5. A bankruptcy court applying the Ninth Circuit’s test might, in another case, reach its separate, non-transactional prong: whether “the closeness of [a person’s] relationship with the debtor is comparable to that of the enumerated insider classifications” in the Code. In re Village at Lakeridge, LLC, 814 F. 3d 993, 1001 (2016); see supra, at 4. We express no opinion on how an appellate court should review a bankruptcy court’s application of that differently framed standard to a set of established facts.
6. Or, to use the more abundant description we quoted above, “multifarious, fleeting, special, narrow facts that utterly resist generalization.” Pierce, 487 U. S., at 561–562 (internal quotation marks omitted); see supra, at 8.
7. That conclusion still leaves some role for appellate courts in this area. They of course must decide whether a bankruptcy court committed clear error in finding that a transaction was arm’s length (or not). (We express no view of that aspect of the Ninth Circuit’s decision because we did not grant certiorari on the question. See supra, at 5.) In addition, an appellate court must correct any legal error infecting a bankruptcy court’s decision. So if the bankruptcy court somehow misunderstood the nature of the arm’s-length query—or if it devised some novel multi-factor test for addressing that issue—an appellate court should apply de novo review. And finally, if an appellate court someday finds that further refinement of the arm’s-length standard is necessary to maintain uniformity among bankruptcy courts, it may step in to perform that legal function. By contrast, what it may not do is review independently a garden-variety decision, as here, that the various facts found amount to an arm’s-length (or a non-arm’s-length) transaction and so do not (or do) confer insider status.
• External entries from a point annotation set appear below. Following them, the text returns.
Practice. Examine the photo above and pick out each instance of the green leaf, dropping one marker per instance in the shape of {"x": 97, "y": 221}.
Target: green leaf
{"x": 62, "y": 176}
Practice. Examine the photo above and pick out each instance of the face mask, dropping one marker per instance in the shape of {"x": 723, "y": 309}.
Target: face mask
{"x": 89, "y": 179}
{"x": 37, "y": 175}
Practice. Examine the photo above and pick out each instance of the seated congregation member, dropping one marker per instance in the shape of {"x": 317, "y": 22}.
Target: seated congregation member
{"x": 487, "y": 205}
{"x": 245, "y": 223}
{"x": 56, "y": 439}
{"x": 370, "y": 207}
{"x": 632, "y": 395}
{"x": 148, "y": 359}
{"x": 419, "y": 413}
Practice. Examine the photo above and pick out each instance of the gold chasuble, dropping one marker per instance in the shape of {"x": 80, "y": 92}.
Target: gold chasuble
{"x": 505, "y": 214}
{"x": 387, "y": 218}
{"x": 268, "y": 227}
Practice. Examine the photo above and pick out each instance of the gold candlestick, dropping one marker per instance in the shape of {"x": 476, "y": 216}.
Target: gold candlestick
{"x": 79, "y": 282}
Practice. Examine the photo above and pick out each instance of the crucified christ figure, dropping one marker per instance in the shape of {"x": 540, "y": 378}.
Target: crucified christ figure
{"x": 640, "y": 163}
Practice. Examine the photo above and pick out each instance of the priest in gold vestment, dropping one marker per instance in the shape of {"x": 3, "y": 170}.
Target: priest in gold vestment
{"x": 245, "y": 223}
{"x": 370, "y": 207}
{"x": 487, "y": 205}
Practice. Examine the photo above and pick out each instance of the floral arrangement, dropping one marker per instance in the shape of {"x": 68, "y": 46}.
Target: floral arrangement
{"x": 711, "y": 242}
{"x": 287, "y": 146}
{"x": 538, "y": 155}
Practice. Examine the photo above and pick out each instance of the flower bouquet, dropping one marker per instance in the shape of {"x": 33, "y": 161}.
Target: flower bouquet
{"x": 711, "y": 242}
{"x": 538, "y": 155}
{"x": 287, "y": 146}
8. Other Circuits have developed analogous rules. See, e.g., Matter of Holloway, 955 F. 2d 1008, 1011 (CA5 1992); In re U. S. Medical, Inc., 531 F. 3d 1272, 1277–1278 (CA10 2008); In re Winstar Communications, Inc., 554 F. 3d 382, 396–397 (CA3 2009). But see In re Longview Aluminum, LLC, 657 F. 3d 507, 510 (CA7 2011).
9. Outside the context of a determination of insider status, it is possible that the nature of a transaction is relevant to assessing the integ- rity of bankruptcy proceedings in other ways; for example, in assessing whether a vote in a reorganization plan was “not in good faith, or was not solicited or procured in good faith.” §1126(e). It troubles me here that neither the Bankruptcy Court nor the Ninth Circuit considered whether Rabkin’s purchase of MBP’s claim for $5,000 was for value. See App. to Pet. for Cert. 67a (bankruptcy order); In re Village at Lakeridge, LLC, 634 Fed. Appx. 619, 621 (2016). Cf. In re DBSD North Am., Inc., 634 F. 3d 79, 104 (CA2 2011) (stating that a transferee’s overpayment for claims was relevant to a good-faith determination under §1126(e)); §548(c) (providing that a transfer will not be considered constructively fraudulent, and will not be voidable under §548(a), where “a transferee . . . takes for value and in good faith”). Indeed, we have no concrete information about what benefit MBP received from the transaction aside from the prospect of Rabkin’s vote in the cramdown. Of course, the Ninth Circuit’s decision with respect to §1126(e) is not before this Court, but it again prompts a concern with how the courts below considered the nature of the transaction.